Remember that time in U.S. history when — in between brutal beatings, rapes, and killings — slaves were cheerfully cooking and baking for their masters? No? Luckily, one author does and wrote a children’s book about it. Unfortunately for her, that book is now the subject of major controversy.
Scholastic Books has pulled A Birthday Cake for George Washington amid controversy that it glamorizes slavery. Released January 5 and written by Ramin Ganeshram with illustrations from Vanessa Brantley-Newton, the picture book tells the story of a “servant” named Hercules and his daughter Delia gleefully preparing a birthday cake for President Washington. While a slave named Hercules forced to cook for Washington existed, Ganeshram’s version, which she says is based on real events, is widely inaccurate, as pointed out by a number of one-star reviews on Amazon.

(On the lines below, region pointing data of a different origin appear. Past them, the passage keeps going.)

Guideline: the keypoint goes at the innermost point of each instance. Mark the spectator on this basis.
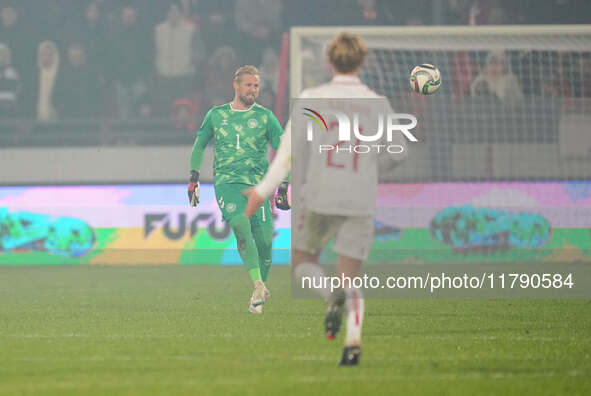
(48, 61)
(179, 54)
(20, 41)
(78, 92)
(184, 113)
(222, 65)
(259, 25)
(131, 71)
(91, 33)
(360, 12)
(9, 83)
(497, 79)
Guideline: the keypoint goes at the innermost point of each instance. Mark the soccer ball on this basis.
(425, 79)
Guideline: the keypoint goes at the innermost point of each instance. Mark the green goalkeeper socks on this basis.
(246, 247)
(263, 238)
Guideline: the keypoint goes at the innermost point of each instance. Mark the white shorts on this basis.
(353, 235)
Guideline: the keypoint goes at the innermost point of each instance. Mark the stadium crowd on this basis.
(125, 59)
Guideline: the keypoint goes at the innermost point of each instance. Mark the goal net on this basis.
(514, 103)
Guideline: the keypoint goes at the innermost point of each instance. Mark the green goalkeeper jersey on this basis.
(240, 143)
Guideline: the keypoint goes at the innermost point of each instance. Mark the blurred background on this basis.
(122, 72)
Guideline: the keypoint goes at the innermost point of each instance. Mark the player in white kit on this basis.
(338, 194)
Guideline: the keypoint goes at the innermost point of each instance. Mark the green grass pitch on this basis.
(186, 331)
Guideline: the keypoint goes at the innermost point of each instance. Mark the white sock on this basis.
(355, 308)
(315, 276)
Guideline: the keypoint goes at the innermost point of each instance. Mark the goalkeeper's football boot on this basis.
(258, 295)
(351, 356)
(334, 314)
(254, 310)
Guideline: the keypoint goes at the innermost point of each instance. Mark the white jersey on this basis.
(343, 182)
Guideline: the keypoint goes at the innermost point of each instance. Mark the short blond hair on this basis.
(346, 52)
(246, 69)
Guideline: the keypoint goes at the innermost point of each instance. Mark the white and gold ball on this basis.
(425, 79)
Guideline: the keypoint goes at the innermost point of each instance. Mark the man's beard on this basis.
(247, 100)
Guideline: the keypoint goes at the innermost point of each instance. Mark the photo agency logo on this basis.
(362, 139)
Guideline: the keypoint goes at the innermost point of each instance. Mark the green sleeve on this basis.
(274, 130)
(204, 135)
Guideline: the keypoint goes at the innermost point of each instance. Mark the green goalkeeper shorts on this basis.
(232, 203)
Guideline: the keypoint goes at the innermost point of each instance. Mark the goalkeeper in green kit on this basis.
(241, 131)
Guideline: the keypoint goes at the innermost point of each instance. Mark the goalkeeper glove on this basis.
(193, 191)
(283, 196)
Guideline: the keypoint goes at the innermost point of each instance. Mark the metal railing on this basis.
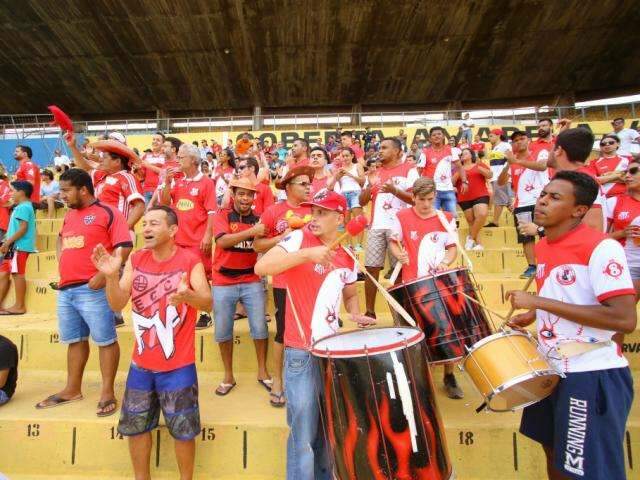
(37, 125)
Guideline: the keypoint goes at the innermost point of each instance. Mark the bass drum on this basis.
(379, 410)
(450, 321)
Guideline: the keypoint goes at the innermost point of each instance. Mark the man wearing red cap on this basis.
(316, 278)
(497, 161)
(279, 220)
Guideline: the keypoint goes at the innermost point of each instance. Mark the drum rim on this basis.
(512, 382)
(494, 336)
(404, 284)
(359, 352)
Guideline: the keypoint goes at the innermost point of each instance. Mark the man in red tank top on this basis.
(167, 286)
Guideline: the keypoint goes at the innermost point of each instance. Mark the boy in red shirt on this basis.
(167, 286)
(429, 248)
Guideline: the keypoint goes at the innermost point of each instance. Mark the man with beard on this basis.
(83, 310)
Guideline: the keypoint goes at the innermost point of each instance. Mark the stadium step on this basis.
(242, 436)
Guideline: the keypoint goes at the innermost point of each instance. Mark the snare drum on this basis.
(449, 320)
(379, 411)
(509, 371)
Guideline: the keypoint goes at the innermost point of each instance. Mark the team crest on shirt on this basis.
(613, 269)
(566, 275)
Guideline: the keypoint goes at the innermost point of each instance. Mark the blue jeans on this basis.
(307, 454)
(445, 200)
(225, 299)
(83, 312)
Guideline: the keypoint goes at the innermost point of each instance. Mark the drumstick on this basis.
(354, 227)
(483, 306)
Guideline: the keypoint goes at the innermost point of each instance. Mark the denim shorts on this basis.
(174, 392)
(353, 199)
(225, 299)
(83, 312)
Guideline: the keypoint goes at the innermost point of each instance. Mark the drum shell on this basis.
(451, 322)
(505, 360)
(367, 430)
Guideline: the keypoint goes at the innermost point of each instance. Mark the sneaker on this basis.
(204, 321)
(118, 320)
(468, 244)
(529, 272)
(452, 388)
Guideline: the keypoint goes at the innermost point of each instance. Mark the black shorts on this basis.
(280, 302)
(467, 204)
(516, 211)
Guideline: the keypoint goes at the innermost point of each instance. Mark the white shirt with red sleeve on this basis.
(583, 267)
(425, 241)
(624, 210)
(30, 172)
(386, 205)
(603, 165)
(120, 189)
(314, 292)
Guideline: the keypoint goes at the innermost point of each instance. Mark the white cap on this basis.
(117, 136)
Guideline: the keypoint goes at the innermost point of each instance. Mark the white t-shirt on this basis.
(627, 145)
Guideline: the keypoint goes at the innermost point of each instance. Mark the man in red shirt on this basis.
(83, 310)
(28, 170)
(167, 285)
(316, 279)
(234, 280)
(428, 248)
(193, 199)
(279, 220)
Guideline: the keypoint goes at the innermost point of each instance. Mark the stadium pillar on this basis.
(257, 118)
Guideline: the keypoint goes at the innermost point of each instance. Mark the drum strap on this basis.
(393, 303)
(453, 234)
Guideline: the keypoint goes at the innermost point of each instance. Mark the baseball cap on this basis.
(328, 200)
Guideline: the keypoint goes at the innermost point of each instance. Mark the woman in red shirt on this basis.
(475, 201)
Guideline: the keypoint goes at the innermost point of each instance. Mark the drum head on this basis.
(371, 341)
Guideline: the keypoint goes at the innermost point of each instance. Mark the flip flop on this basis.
(279, 400)
(57, 401)
(266, 383)
(224, 388)
(107, 403)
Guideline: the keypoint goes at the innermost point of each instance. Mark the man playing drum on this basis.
(316, 278)
(428, 248)
(585, 296)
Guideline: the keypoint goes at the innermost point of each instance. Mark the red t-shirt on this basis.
(30, 172)
(234, 265)
(83, 229)
(424, 239)
(314, 292)
(164, 334)
(603, 165)
(432, 157)
(194, 200)
(120, 189)
(151, 178)
(5, 196)
(477, 183)
(275, 221)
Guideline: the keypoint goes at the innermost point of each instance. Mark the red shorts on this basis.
(206, 259)
(17, 264)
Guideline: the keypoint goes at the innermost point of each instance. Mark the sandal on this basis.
(56, 400)
(277, 400)
(103, 406)
(224, 388)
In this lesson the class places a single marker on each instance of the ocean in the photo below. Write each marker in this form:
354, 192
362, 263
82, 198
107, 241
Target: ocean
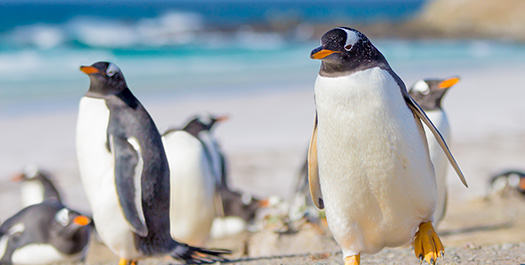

With all the backlash, Scholastic pulled the book for possibly “giving a false impression of the reality of slaves.”
“While we have great respect for the integrity and scholarship of the author, illustrator and editor, we believe that, without more historical background on the evils of slavery than this book for younger children can provide, the book may give a false impression of the reality of the lives of slaves and therefore should be withdrawn,” the children’s publisher said in a statement released to the AP.
Scholastic is also accepting all returns from parents who purchased A Birthday Cake for George Washington. Parents who still wish to get a copy of the problematic book can try Amazon, where it’s currently the No. 1 “Children’s Colonial American Historical Fiction” best-seller.